Meditation on Matthew 5:21-26 (Revised Common Lectionary reading for February 16, 2020)

This is part of our series of meditations on the texts of the Revised Common Lectionary.

The gospel lesson appointed for this week dives into some of the difficult teachings of the Sermon on the Mount. From an abolitionist point of view, perhaps most immediately striking is the discussion of prisons in 5:25: “Come to terms quickly with your accuser while you are on the way to court with him, or your accuser may hand you over to the judge, and the judge to the guard, and you will be thrown into prison.”

We certainly do not need to read into this an acceptance of the necessity of prisons on Jesus’ part. He is not saying, “If you do wrong, you should be thrown into prison.”

Instead, what Jesus is doing here is presenting a sort of “two kingdoms” cosmology: he is offering a vision of a new way of being in community characterized by reconciliation, and contrasting it to the earthly, fallen system of addressing harm with imprisonment and punishment.

It is true that this is a hard teaching, however we read it. But perhaps its sting is that Jesus promises us that we will get what we ask for, and will be measured by the values we practice. 

If we aim to build the community of reconciliation, then we will live in a community characterized by inclusion and peace. But if we refuse to take part in the new community of reconciliation and accountability that he is describing, but instead insist on relying on prisons and punishment to address harm, then we will be “given up” to the powers of the world, in the form of the community of vengeance and punishment that we have built for ourselves. Compare this to 1 Corinthians 5:5, and the idea that a member of the church doing continuous harm should be given up to Satan for the destruction of the flesh. Our Christian communities are places of reconciliation, but when we insist on nevertheless building structural systems of punishment and incarceration, we run the risk of becoming liable to them ourselves.

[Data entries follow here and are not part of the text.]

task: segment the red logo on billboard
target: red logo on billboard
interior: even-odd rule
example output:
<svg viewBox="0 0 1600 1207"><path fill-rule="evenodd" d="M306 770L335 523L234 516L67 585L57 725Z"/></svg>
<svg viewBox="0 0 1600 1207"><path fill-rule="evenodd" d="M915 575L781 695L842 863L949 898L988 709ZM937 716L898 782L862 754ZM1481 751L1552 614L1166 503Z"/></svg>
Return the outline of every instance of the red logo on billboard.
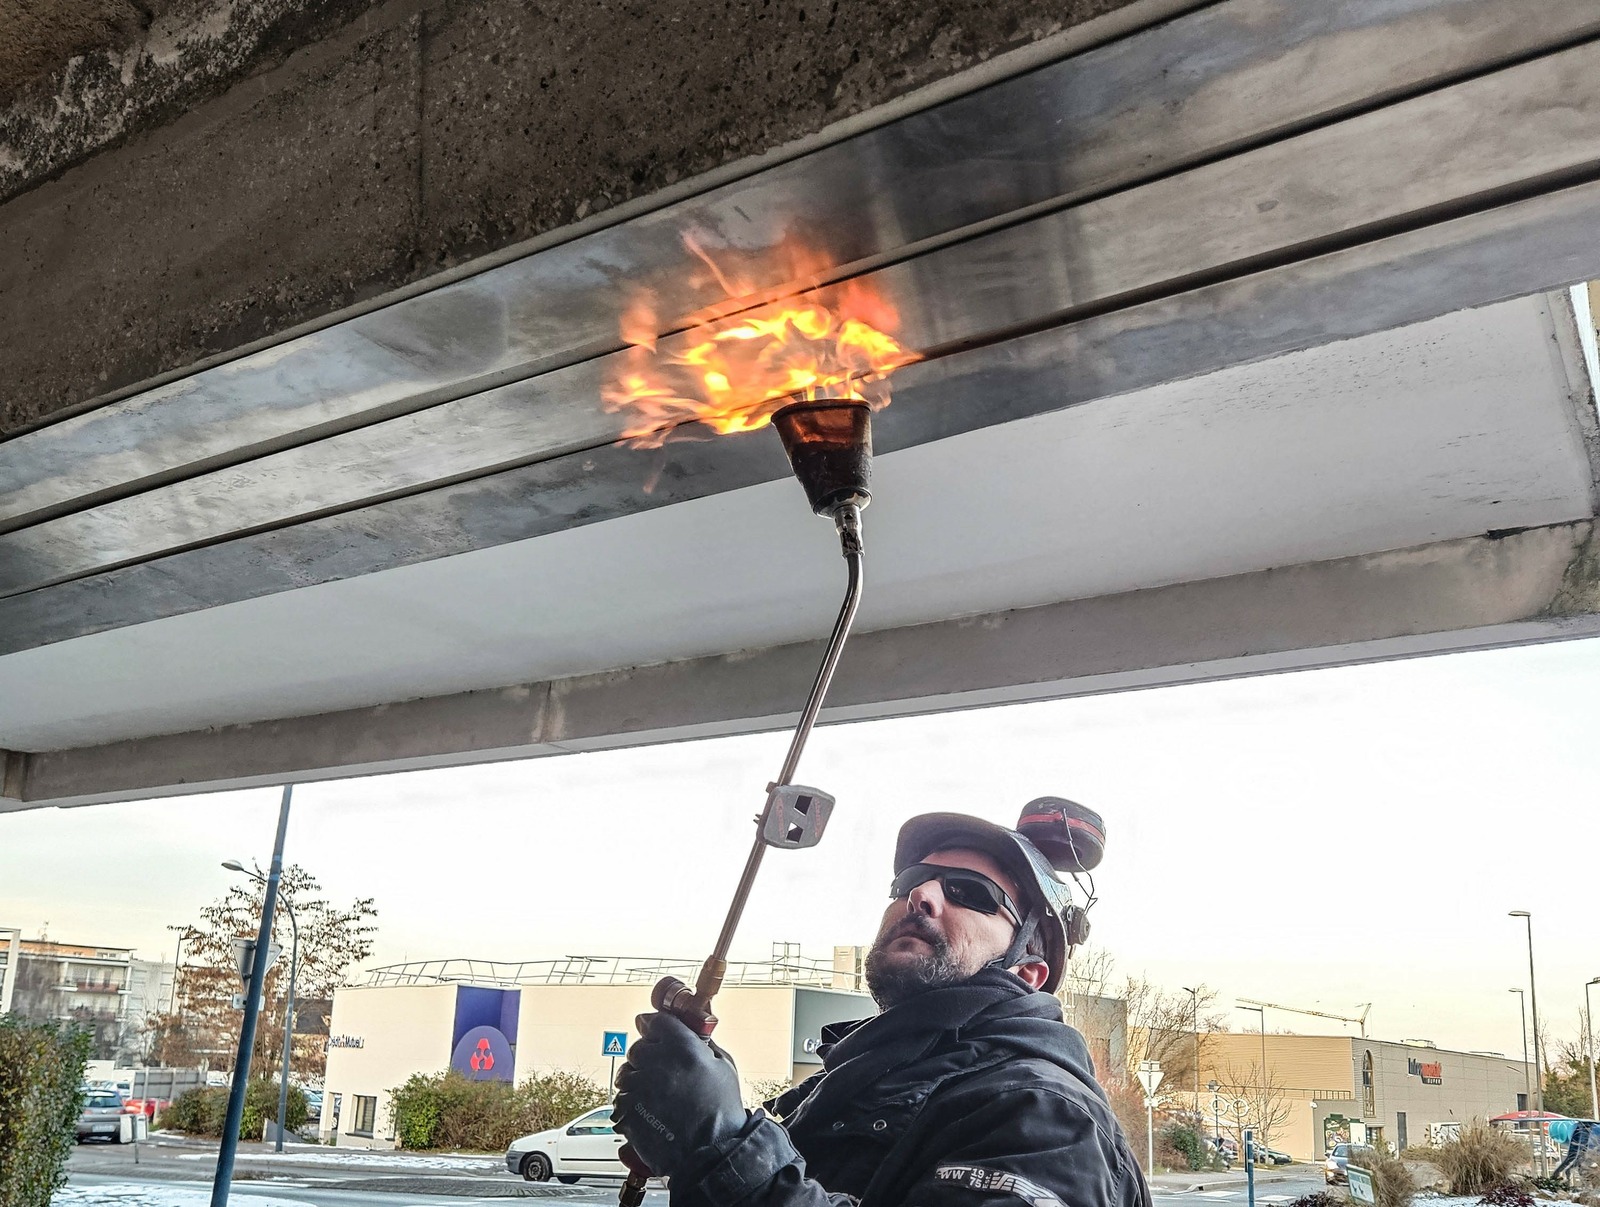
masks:
<svg viewBox="0 0 1600 1207"><path fill-rule="evenodd" d="M467 1058L467 1063L472 1066L474 1073L487 1073L494 1068L494 1053L489 1051L487 1035L478 1040L478 1050Z"/></svg>

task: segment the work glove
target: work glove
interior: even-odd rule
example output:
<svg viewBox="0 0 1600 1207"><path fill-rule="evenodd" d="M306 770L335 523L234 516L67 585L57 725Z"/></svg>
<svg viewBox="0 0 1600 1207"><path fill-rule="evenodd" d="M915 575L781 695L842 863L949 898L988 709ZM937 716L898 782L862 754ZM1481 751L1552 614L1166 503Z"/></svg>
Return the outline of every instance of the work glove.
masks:
<svg viewBox="0 0 1600 1207"><path fill-rule="evenodd" d="M618 1156L671 1178L710 1165L750 1119L733 1058L670 1014L641 1014L635 1026L611 1112L628 1139Z"/></svg>

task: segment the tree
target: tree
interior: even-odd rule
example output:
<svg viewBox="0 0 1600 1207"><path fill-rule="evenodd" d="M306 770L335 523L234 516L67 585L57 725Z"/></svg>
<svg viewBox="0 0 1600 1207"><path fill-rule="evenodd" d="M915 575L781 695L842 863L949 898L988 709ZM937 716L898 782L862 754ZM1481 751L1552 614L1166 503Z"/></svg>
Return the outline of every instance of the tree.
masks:
<svg viewBox="0 0 1600 1207"><path fill-rule="evenodd" d="M1217 1095L1223 1102L1222 1127L1233 1134L1240 1156L1244 1155L1244 1129L1247 1127L1254 1130L1256 1144L1272 1147L1273 1137L1289 1122L1293 1105L1271 1069L1263 1077L1258 1064L1241 1068L1230 1063L1217 1074L1217 1083Z"/></svg>
<svg viewBox="0 0 1600 1207"><path fill-rule="evenodd" d="M152 1059L165 1065L204 1065L232 1070L241 1012L232 999L243 989L235 963L235 939L254 939L261 925L264 887L254 880L236 884L220 900L200 911L186 938L184 963L178 969L178 1005L152 1021ZM352 965L372 954L372 898L359 898L344 909L321 896L322 886L304 868L291 864L279 884L279 905L273 914L272 942L281 948L267 970L260 1021L250 1059L252 1076L268 1076L283 1049L284 1007L289 994L290 926L284 900L300 922L297 999L329 998L344 982ZM290 1058L299 1078L319 1077L327 1063L323 1036L296 1028Z"/></svg>
<svg viewBox="0 0 1600 1207"><path fill-rule="evenodd" d="M1119 978L1109 952L1083 948L1067 965L1057 992L1067 1022L1088 1041L1112 1111L1140 1153L1148 1121L1139 1065L1157 1061L1161 1095L1192 1107L1196 1048L1204 1067L1211 1036L1227 1029L1216 1010L1216 993L1204 984L1195 989L1197 996L1191 997L1188 990L1162 989L1142 976ZM1166 1109L1173 1113L1172 1107Z"/></svg>
<svg viewBox="0 0 1600 1207"><path fill-rule="evenodd" d="M1580 1032L1576 1040L1545 1042L1544 1109L1575 1119L1587 1119L1593 1109L1589 1095L1589 1057Z"/></svg>
<svg viewBox="0 0 1600 1207"><path fill-rule="evenodd" d="M1096 1065L1103 1081L1137 1085L1139 1065L1154 1060L1161 1065L1162 1091L1177 1098L1193 1092L1196 1048L1203 1068L1211 1035L1227 1030L1216 992L1204 983L1195 989L1191 997L1186 989L1162 989L1142 976L1119 978L1109 952L1083 948L1067 966L1057 996L1067 1022L1091 1049L1101 1049ZM1122 1034L1108 1034L1116 1031Z"/></svg>

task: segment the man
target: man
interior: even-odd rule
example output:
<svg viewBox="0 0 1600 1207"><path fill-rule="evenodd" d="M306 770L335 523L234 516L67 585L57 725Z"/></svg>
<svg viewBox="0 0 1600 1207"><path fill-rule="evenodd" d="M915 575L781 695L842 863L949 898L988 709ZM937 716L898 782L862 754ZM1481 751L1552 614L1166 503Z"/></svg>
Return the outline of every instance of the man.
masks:
<svg viewBox="0 0 1600 1207"><path fill-rule="evenodd" d="M1056 869L1093 867L1101 841L1056 797L1016 830L913 818L867 957L882 1013L824 1030L823 1071L769 1104L781 1125L744 1109L721 1048L641 1015L612 1115L627 1155L674 1207L1149 1207L1052 996L1088 930Z"/></svg>

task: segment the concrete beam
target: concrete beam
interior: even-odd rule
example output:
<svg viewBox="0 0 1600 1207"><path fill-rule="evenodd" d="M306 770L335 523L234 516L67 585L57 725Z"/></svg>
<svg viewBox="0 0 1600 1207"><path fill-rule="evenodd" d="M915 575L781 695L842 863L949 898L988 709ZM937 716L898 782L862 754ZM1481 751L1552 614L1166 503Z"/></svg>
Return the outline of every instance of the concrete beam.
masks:
<svg viewBox="0 0 1600 1207"><path fill-rule="evenodd" d="M1140 2L1150 20L1198 0ZM1129 4L211 0L181 20L174 8L178 24L74 60L55 91L0 118L13 351L0 434L653 198Z"/></svg>
<svg viewBox="0 0 1600 1207"><path fill-rule="evenodd" d="M1194 683L1600 632L1593 523L854 639L825 720ZM28 754L0 808L87 805L787 726L813 643ZM8 789L12 791L12 789Z"/></svg>

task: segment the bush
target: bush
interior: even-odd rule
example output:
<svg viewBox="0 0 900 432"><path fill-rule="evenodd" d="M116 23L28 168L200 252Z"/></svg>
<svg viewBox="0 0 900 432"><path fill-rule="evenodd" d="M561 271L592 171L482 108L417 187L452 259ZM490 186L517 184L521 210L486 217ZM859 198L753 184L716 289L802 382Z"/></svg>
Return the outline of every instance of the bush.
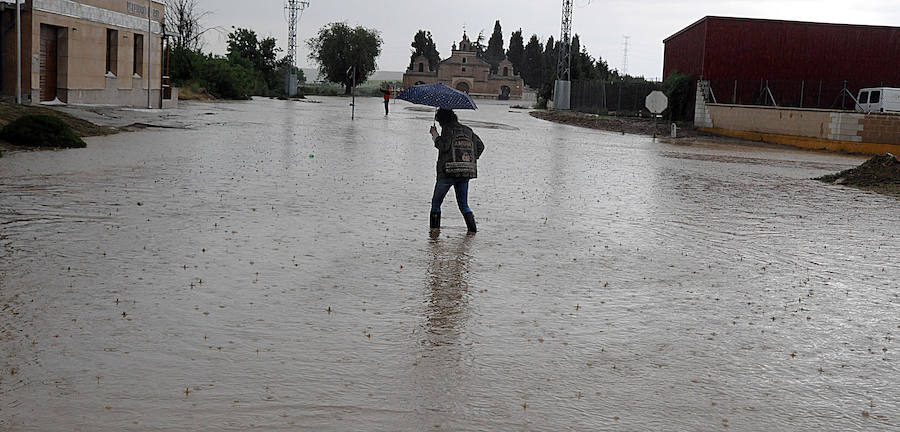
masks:
<svg viewBox="0 0 900 432"><path fill-rule="evenodd" d="M663 81L663 92L669 98L669 117L671 120L691 120L694 118L694 107L691 106L691 88L694 78L678 71L673 71Z"/></svg>
<svg viewBox="0 0 900 432"><path fill-rule="evenodd" d="M244 67L220 57L207 58L200 70L206 89L215 97L225 99L250 99L254 80Z"/></svg>
<svg viewBox="0 0 900 432"><path fill-rule="evenodd" d="M247 65L186 48L172 50L172 81L179 87L204 88L223 99L250 99L254 91L268 90L261 88Z"/></svg>
<svg viewBox="0 0 900 432"><path fill-rule="evenodd" d="M69 125L49 115L26 115L6 125L0 138L12 144L36 147L84 148L82 141Z"/></svg>

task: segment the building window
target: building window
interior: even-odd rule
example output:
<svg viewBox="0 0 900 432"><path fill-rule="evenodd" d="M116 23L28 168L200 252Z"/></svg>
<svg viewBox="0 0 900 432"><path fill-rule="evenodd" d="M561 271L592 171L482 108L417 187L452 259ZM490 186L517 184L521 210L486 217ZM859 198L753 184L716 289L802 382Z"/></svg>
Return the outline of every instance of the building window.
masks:
<svg viewBox="0 0 900 432"><path fill-rule="evenodd" d="M419 63L419 72L425 72L425 63Z"/></svg>
<svg viewBox="0 0 900 432"><path fill-rule="evenodd" d="M463 63L465 63L465 62L466 62L466 58L465 58L465 57L463 57Z"/></svg>
<svg viewBox="0 0 900 432"><path fill-rule="evenodd" d="M463 68L462 68L462 71L463 71L463 72L465 72L465 71L466 71L466 67L465 67L465 66L463 66Z"/></svg>
<svg viewBox="0 0 900 432"><path fill-rule="evenodd" d="M503 68L503 76L509 76L509 68L508 67Z"/></svg>
<svg viewBox="0 0 900 432"><path fill-rule="evenodd" d="M119 63L119 32L106 29L106 73L116 75Z"/></svg>
<svg viewBox="0 0 900 432"><path fill-rule="evenodd" d="M134 74L140 75L144 70L144 35L134 35Z"/></svg>

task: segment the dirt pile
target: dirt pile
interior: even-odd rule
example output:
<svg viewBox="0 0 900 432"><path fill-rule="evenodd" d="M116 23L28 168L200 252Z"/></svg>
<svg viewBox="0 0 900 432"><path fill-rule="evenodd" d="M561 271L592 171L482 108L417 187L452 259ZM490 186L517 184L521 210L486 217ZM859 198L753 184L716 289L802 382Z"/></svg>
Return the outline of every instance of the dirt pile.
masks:
<svg viewBox="0 0 900 432"><path fill-rule="evenodd" d="M84 148L85 143L58 117L26 115L0 130L4 141L34 147Z"/></svg>
<svg viewBox="0 0 900 432"><path fill-rule="evenodd" d="M890 153L875 156L856 168L816 180L900 195L900 157Z"/></svg>
<svg viewBox="0 0 900 432"><path fill-rule="evenodd" d="M610 117L586 114L575 111L532 111L532 117L572 126L599 129L610 132L621 132L634 135L653 135L653 120L640 117ZM656 135L668 136L669 122L657 120ZM697 136L693 128L678 128L678 136Z"/></svg>
<svg viewBox="0 0 900 432"><path fill-rule="evenodd" d="M69 125L75 134L80 137L111 135L116 133L115 129L98 126L89 121L73 117L61 111L36 106L36 105L18 105L8 102L0 102L0 128L12 123L19 117L26 115L47 115L58 117L65 124Z"/></svg>

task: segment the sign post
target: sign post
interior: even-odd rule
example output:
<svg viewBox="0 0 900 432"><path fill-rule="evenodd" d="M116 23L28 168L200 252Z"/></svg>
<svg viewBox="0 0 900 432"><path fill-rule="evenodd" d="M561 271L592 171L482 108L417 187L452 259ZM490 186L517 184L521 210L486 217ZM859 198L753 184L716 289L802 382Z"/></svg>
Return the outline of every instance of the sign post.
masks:
<svg viewBox="0 0 900 432"><path fill-rule="evenodd" d="M350 87L350 106L352 107L350 109L350 120L356 120L356 66L347 68L347 76L353 80L353 85Z"/></svg>
<svg viewBox="0 0 900 432"><path fill-rule="evenodd" d="M647 95L644 106L647 107L650 115L653 116L653 138L656 138L656 116L662 114L669 107L669 98L663 92L654 90Z"/></svg>

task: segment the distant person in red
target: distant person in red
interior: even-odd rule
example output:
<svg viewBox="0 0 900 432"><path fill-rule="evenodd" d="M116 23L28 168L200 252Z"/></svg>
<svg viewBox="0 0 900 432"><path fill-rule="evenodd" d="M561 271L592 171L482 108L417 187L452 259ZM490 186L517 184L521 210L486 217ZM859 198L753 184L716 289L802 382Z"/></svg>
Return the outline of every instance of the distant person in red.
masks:
<svg viewBox="0 0 900 432"><path fill-rule="evenodd" d="M391 104L391 86L388 84L386 89L381 90L384 93L384 115L388 115L388 106Z"/></svg>

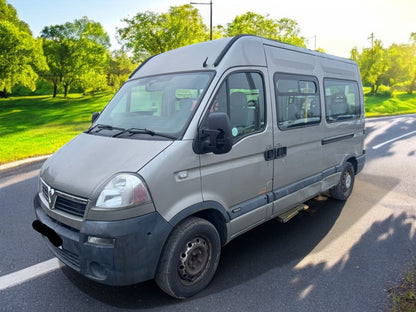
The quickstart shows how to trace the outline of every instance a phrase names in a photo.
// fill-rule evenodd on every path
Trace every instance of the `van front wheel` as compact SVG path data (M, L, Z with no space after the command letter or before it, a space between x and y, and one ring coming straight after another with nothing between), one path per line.
M217 270L221 241L210 222L190 217L169 236L155 281L168 295L185 299L204 289Z
M338 200L347 200L352 193L355 180L354 167L350 162L344 164L341 178L336 186L329 190L331 196Z

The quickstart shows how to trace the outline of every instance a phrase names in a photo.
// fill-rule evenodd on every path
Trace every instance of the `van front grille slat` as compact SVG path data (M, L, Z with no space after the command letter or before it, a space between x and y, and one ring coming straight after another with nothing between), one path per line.
M42 180L41 194L49 203L48 208L63 211L77 217L84 217L88 200L55 190Z
M79 262L79 255L76 253L73 253L66 249L61 249L53 246L52 244L49 244L52 251L58 256L61 261L66 262L69 264L73 269L79 271L80 270L80 262Z
M83 217L86 206L87 206L86 203L79 203L79 202L76 202L76 201L73 201L73 200L70 200L70 199L67 199L58 195L56 198L54 209L61 210L63 212L66 212L66 213L69 213L78 217Z

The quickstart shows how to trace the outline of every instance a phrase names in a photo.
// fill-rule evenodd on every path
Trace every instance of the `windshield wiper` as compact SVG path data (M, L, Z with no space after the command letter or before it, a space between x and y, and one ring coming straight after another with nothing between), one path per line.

What this can show the church, perhaps, is an insight of transformative justice communities, who have by necessity found ways to do justice independently of the criminal-punishment system that has failed them: we must build structures of accountability and reconciliation that are in line with our values, rather than accepting the dominant values of our punitive culture. The church should not accept the necessity of prisons, policing, and punishment as a stand-in for justice. Rather, we should name those, as Jesus does, as tools of the dominant powers of this world, which are captive to sin. We should seek, instead, to establish a community of accountability and reconciliation, and to understand our lives and our communities to be governed by the logic of the kingdom of heaven, not the logic of this world.